BTW, we all have brain farts from time to time.


----------



## xplorx4 (Dec 1, 2008)

Nickbee you make a novas feel a little better, I sure seem to make more saw dust than anything else. After seeing your boxes, maybe there is hope for me. I know my wife hopes so after all the money I have spent.


----------



## bobj3 (Jan 17, 2006)

Hi Nickbee

I just can't wait till you discover the power of the T & G bit set,, "(multiple passes) " I see you do GREAT work with the standard bits 

With T & G set and a set of over size bearings I sure you will fall into a new class router user.. 

======



Nickbee said:


> Thanks guys... I was just mad at myself for not thinking of looking for an orientation. Here are a few groves I cut last night (multiple passes). I'll update the build along thread tonight.


----------



## pgeer (Sep 13, 2004)

bobj3 said:


> HI Nickbee
> 
> No big deal  this is the norm for left handed people,, and the fence is on the other side of the bit    ,,,, just joking
> 
> ...


Been there, Done that, Got the tee shirt! 

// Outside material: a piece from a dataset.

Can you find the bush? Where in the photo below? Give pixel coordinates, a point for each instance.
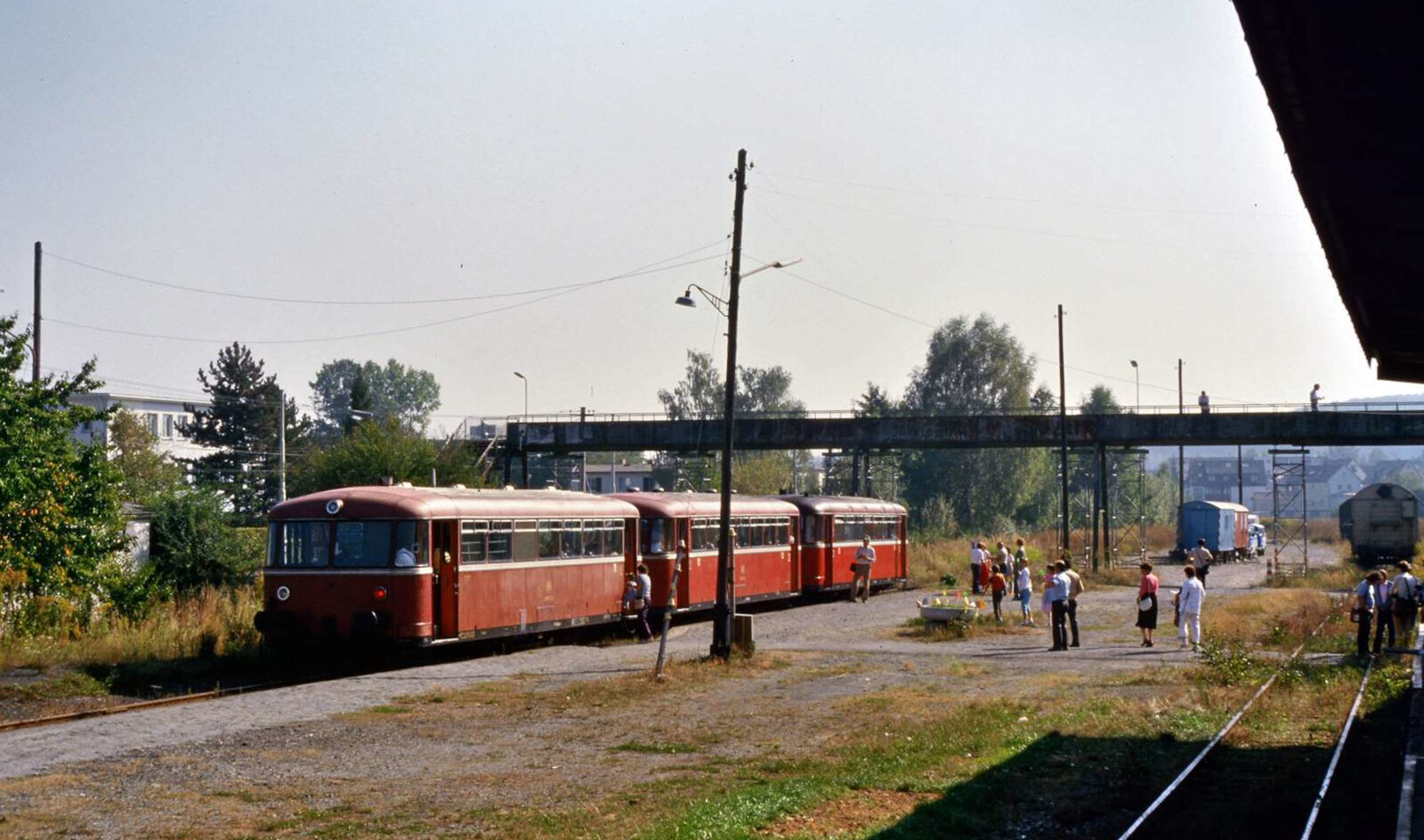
(194, 547)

Heh Heh, I'll go along with that left handed thing  being a lefty myself


----------



## bobj3 (Jan 17, 2006)

Hi Paul

They say left hand people are smarter than right hand people and I think that's true, they use both sides of the brain  but they still wipe with the right hand because the TP is on the right side the norm...This I'm not sure of this because I'm right handed but it sure looks that way to me...I don't watch people wipe   LOL LOL and the controls for the dump machine are made for right handed people 

It's a right hand world I think,,,   

=========


pgeer said:


> Been there, Done that, Got the tee shirt!
> 
> Heh Heh, I'll go along with that left handed thing  being a lefty myself


----------



## Ralph Barker (Dec 15, 2008)

Have you heard about the blond woodworker who complained about how inconvenient it was to hold work pieces against the bottom surface of the router table? (vision of plate-mounted router sitting on top)


----------



## a1tomo (Dec 3, 2008)

My Grandson was helping to make a chair for his Mom and drilled a hole in wrong place (where it showed). Naturally, he was feeling pretty bad until I explained; " If you want perfection, go to the furniture store, most people will never notice your goof and the ones that do will know it is hand made".


----------



## pgeer (Sep 13, 2004)

bobj3 said:


> Hi Paul
> 
> They say left hand people are smarter than right hand people and I think that's true, they use both sides of the brain  but they still wipe with the right hand because the TP is on the right side the norm...This I'm not sure of this because I'm right handed but it sure looks that way to me...I don't watch people wipe   LOL LOL and the controls for the dump machine are made for right handed people
> 
> ...


That's funny, it is a right handed world.... but I'm usually standing when finishing up the paper work, so that puts everything on the left. LOL


----------